Shubailat, an advocate of non-violence and a parliamentary democracy to limit the Jordanian monarchy's extensive powers, recalled that the young militant's view of the world made him reject moderates like him.
"Zarqawi may be more faithful to the tenets of Islam, but he and his followers have gone astray in their search for the truth," Shubailat said as he recollected a morning when Zarqawi invited him for breakfast.
"I was an apostate for them. They have no gray. You have to be white completely. They put difficult conditions," said Shubailat, whose belief in reform from within the establishment made it impossible for him to find common ground with Zarqawi.
SOLACE IN RELIGION
Prison inmates and associates say Zarqawi found solace in an austere brand of Islam that gave him spiritual comfort from the social alienation he endured in a deprived upbringing.
The childhood of Zarqawi, the son of an elder Bani Hassan tribesman, was shaped by poverty and the politics of the bleak industrial city of Zarqa, a melting pot of downtrodden Palestinian refugees and Bedouin tribes.
Influenced by radical mosque preachers whom he encountered in the city, Zarqawi then in his late teens left in early 1989 for Afghanistan where his fellow Islamists were then fighting the "great infidels" -- the Soviet army.
Zarqawi was among the last of the thousands of Arab volunteers who went to wage jihad (holy war) in Afghanistan, the most prominent of whom was Saudi born militant Osama Bin Laden.
The alienated Muslim zealot who returned to Jordan in 1992 found a country going through rapid social change and could not come to terms with Westernizing influences.

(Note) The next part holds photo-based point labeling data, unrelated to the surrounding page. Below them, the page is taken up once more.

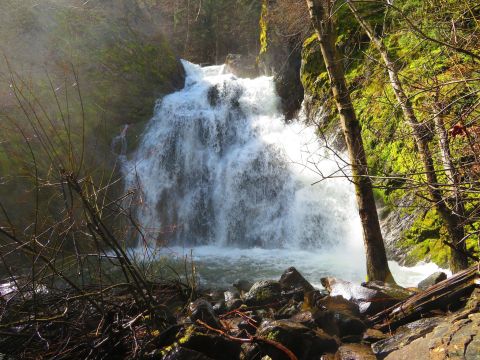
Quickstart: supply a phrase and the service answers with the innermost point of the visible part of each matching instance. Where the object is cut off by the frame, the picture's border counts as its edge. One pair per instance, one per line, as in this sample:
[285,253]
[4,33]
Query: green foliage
[388,141]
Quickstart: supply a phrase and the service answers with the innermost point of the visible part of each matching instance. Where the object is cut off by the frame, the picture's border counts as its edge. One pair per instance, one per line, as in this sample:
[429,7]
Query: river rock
[404,336]
[456,337]
[242,285]
[231,294]
[211,345]
[305,343]
[202,310]
[389,290]
[291,279]
[373,335]
[263,293]
[180,353]
[369,301]
[241,65]
[339,317]
[233,304]
[433,279]
[355,352]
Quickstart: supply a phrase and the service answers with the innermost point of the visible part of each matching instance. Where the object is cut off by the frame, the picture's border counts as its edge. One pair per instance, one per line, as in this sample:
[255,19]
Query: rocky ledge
[290,319]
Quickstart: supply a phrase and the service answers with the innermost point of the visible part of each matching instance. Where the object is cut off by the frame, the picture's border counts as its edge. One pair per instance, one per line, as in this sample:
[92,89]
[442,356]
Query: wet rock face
[433,279]
[242,285]
[263,293]
[202,310]
[242,66]
[355,352]
[404,336]
[340,317]
[291,279]
[370,299]
[180,353]
[305,343]
[211,345]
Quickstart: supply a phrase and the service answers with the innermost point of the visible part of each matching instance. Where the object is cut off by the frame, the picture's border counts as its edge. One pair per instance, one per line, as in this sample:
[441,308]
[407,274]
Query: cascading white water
[219,163]
[218,168]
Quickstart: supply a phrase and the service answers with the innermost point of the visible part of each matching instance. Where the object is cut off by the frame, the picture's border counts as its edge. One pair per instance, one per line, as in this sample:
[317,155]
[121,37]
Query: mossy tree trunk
[377,264]
[451,219]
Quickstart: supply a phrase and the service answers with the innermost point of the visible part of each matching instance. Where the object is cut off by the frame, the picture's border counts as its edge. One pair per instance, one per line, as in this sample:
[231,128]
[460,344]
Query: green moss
[390,148]
[264,28]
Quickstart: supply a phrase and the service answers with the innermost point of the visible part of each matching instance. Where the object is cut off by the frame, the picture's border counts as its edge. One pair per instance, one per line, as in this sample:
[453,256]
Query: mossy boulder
[263,293]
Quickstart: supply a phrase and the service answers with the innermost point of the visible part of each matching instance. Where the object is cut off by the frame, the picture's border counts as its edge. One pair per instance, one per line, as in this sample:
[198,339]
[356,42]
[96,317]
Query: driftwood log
[443,296]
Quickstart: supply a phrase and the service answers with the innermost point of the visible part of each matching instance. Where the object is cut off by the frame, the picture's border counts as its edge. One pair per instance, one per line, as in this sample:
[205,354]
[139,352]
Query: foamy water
[220,174]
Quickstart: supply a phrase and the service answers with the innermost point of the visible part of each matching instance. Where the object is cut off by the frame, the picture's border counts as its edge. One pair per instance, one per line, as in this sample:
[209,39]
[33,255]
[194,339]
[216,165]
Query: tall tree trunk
[452,221]
[377,265]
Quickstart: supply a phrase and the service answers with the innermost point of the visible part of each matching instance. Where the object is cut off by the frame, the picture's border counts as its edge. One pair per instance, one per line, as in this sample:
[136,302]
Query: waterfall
[218,165]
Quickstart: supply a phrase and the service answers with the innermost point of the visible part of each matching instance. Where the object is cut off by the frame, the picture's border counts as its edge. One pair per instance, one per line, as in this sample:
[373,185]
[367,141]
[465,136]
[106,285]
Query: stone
[291,279]
[404,336]
[455,337]
[202,310]
[392,291]
[369,301]
[339,317]
[220,307]
[233,304]
[242,285]
[355,352]
[263,293]
[180,353]
[241,65]
[433,279]
[211,345]
[231,294]
[305,343]
[373,335]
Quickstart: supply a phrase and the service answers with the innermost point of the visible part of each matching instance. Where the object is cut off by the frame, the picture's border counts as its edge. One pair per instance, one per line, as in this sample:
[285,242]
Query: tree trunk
[377,265]
[459,260]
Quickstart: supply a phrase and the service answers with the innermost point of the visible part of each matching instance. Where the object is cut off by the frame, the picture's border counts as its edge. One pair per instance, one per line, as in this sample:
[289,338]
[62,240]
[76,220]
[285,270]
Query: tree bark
[377,264]
[452,221]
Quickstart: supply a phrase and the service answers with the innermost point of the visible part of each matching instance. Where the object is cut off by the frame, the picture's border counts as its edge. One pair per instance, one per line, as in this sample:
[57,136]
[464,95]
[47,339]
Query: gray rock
[339,317]
[242,285]
[263,293]
[202,310]
[179,353]
[355,352]
[231,294]
[404,336]
[233,304]
[241,65]
[433,279]
[292,279]
[305,343]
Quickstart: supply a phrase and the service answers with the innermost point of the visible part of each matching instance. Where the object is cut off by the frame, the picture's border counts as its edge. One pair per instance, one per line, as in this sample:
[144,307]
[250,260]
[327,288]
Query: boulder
[180,353]
[211,345]
[233,304]
[241,65]
[369,300]
[355,352]
[202,310]
[305,343]
[339,317]
[291,279]
[231,294]
[373,335]
[404,336]
[263,293]
[242,285]
[392,291]
[455,337]
[433,279]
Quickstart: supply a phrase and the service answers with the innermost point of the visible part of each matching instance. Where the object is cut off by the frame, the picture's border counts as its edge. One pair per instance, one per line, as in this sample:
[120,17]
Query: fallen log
[442,296]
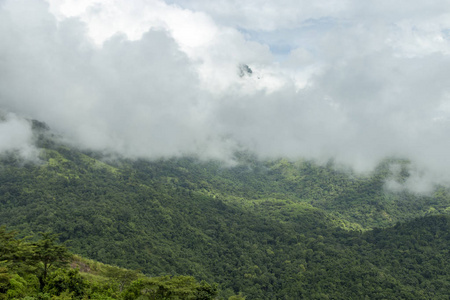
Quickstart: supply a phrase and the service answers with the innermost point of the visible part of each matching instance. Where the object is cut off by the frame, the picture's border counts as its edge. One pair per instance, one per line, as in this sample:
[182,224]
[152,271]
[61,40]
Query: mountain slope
[270,229]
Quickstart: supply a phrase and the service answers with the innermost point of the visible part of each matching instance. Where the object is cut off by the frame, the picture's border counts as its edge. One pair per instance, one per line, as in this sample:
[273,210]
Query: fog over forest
[147,79]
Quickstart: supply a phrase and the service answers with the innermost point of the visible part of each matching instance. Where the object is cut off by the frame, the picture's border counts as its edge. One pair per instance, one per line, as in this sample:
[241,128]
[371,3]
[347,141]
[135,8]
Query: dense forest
[259,229]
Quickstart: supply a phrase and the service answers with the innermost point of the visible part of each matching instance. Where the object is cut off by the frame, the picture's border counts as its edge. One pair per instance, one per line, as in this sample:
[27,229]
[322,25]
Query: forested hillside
[273,229]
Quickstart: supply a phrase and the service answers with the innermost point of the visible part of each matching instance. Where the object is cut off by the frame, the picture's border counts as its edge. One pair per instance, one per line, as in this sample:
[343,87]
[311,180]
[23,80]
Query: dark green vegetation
[40,270]
[269,229]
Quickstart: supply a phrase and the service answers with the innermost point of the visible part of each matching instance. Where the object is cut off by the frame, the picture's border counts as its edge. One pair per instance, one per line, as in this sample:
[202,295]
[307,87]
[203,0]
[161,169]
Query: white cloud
[360,83]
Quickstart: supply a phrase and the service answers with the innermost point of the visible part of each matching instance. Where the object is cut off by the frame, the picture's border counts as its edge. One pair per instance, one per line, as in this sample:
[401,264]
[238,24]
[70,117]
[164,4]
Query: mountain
[271,229]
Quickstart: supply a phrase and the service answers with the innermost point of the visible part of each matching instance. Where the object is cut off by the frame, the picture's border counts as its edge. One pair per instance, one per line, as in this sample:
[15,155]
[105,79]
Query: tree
[49,255]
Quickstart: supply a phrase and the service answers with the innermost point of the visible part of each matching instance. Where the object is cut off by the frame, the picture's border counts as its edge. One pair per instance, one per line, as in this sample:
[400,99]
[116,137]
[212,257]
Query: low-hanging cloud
[358,92]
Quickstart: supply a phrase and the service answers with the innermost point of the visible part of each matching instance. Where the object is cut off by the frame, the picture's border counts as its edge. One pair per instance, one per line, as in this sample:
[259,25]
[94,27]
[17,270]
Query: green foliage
[260,229]
[167,287]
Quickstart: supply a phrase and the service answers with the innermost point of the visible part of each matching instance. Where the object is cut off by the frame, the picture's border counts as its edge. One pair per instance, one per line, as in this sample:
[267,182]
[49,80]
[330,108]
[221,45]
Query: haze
[347,80]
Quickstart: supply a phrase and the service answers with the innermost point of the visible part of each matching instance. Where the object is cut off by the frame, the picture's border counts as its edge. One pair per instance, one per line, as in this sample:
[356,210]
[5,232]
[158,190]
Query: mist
[162,80]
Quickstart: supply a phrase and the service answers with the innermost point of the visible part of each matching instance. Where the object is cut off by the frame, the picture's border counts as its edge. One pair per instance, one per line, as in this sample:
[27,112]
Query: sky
[353,81]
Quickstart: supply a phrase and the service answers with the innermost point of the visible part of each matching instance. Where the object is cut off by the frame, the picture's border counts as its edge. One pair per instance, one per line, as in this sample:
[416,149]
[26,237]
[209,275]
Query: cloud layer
[156,79]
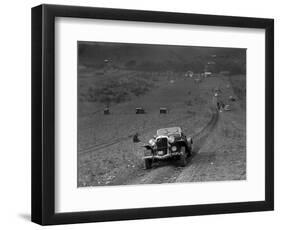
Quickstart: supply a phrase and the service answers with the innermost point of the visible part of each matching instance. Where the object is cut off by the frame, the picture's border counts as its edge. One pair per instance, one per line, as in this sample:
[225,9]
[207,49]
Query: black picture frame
[43,114]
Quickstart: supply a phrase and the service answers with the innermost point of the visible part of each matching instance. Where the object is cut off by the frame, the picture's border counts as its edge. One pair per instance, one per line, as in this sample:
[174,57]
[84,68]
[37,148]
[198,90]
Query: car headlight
[171,139]
[152,142]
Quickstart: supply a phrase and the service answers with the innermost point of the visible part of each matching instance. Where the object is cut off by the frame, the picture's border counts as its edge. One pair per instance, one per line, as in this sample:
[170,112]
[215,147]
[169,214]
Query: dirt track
[218,152]
[167,172]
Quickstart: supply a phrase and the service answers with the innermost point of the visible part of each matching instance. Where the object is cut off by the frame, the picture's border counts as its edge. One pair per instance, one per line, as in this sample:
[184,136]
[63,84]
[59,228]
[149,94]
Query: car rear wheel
[147,163]
[183,156]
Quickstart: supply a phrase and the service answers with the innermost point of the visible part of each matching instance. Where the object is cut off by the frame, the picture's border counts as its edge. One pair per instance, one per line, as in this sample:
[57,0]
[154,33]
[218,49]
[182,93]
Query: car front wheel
[147,163]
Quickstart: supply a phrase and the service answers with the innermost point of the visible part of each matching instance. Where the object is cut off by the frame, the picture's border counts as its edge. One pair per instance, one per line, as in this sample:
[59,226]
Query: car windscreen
[167,131]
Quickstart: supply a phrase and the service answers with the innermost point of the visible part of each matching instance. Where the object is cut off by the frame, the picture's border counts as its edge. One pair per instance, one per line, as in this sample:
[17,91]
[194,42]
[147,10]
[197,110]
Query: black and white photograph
[154,114]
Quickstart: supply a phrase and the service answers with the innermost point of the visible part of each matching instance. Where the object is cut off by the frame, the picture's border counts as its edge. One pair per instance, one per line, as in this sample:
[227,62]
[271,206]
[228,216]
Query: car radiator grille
[162,144]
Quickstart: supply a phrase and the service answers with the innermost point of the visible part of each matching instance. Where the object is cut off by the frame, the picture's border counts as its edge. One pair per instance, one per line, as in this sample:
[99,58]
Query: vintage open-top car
[169,143]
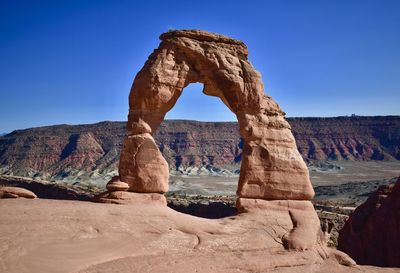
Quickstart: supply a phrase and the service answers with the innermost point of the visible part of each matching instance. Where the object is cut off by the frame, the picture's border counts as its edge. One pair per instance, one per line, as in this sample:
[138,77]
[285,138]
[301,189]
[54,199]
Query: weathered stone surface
[272,168]
[371,235]
[142,166]
[15,192]
[90,238]
[306,231]
[124,198]
[116,185]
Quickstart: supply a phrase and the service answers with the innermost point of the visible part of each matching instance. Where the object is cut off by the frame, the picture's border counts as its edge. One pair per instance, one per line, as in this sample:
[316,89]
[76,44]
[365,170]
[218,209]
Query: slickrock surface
[71,236]
[15,192]
[372,233]
[271,168]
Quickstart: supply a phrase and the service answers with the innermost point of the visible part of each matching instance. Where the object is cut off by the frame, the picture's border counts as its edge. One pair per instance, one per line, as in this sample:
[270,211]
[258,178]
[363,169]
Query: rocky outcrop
[16,192]
[271,167]
[372,233]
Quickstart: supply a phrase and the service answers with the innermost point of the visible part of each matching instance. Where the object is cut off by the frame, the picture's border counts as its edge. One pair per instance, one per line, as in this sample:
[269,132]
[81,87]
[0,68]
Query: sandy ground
[74,236]
[342,172]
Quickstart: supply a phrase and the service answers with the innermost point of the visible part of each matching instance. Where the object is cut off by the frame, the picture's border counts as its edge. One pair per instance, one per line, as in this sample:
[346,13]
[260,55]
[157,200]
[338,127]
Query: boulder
[371,235]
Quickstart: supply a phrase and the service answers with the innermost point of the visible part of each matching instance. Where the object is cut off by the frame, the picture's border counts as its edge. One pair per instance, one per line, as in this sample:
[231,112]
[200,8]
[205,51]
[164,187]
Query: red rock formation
[271,168]
[16,192]
[186,143]
[372,233]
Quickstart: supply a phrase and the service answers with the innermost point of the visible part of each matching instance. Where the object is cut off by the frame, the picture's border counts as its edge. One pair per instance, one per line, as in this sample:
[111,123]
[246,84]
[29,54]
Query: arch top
[201,35]
[271,167]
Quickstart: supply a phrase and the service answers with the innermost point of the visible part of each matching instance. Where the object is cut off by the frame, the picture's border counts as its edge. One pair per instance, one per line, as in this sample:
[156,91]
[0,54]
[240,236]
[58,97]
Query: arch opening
[202,145]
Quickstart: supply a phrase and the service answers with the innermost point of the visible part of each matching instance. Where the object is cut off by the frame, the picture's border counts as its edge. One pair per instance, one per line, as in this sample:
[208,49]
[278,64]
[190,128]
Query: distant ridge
[65,150]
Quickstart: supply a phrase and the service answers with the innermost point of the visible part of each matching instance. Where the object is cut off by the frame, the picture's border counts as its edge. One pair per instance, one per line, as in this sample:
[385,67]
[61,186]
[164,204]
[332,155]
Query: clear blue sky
[74,61]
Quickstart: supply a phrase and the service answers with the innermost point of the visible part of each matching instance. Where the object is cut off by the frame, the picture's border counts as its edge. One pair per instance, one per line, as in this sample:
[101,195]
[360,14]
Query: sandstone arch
[271,167]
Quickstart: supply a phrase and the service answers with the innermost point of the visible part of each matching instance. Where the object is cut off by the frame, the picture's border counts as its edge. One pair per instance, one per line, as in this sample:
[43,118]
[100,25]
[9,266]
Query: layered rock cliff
[64,150]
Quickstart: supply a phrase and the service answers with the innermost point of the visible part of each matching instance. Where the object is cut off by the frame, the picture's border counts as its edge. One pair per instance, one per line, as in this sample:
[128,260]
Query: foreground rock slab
[72,236]
[372,233]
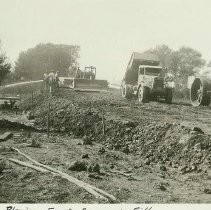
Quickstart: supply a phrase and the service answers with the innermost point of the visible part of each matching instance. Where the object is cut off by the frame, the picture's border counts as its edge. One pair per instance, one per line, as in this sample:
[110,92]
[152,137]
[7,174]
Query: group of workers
[51,81]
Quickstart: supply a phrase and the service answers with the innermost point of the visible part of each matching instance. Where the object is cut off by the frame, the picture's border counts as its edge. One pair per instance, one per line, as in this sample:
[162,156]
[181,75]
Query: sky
[108,31]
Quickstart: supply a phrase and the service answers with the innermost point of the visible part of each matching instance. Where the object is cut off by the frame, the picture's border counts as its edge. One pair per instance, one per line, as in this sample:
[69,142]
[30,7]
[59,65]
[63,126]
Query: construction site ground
[145,153]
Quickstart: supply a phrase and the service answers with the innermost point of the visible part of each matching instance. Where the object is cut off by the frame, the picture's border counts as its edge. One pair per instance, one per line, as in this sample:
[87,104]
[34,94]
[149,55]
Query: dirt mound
[155,141]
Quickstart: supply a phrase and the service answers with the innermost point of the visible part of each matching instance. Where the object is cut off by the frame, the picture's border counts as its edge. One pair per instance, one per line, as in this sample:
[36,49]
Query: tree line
[43,58]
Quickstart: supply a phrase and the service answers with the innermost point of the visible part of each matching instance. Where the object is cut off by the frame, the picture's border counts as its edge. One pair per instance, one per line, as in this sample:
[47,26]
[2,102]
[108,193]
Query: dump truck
[145,79]
[84,80]
[200,87]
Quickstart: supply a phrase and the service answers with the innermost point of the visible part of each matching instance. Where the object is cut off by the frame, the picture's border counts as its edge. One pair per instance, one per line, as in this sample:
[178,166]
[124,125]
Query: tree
[33,63]
[183,63]
[5,66]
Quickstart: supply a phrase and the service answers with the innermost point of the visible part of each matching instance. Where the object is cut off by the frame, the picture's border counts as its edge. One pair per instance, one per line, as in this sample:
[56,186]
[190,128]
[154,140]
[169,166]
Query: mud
[164,148]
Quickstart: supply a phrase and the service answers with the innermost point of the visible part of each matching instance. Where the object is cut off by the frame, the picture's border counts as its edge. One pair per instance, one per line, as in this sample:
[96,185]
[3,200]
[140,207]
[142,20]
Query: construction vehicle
[145,79]
[84,80]
[200,88]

Within three years he had fallen foul of the establishment. He was arrested and charged for concealing explosives in a plot to destabilize the country.
Zarqawi's four years in Jordanian prisons until his release in 1999 further distanced him from mainstream society but prepared him ideologically for his future endeavors, his prison comrades say.
"Those prison years were critical in shaping Zarqawi's leadership qualities among his circle of followers that prepared him for his future role in Afghanistan and later Iraq," said Najjar.
In September 1999 Zarqawi went back to Afghanistan before moving to Iraq where he is still thought to operate.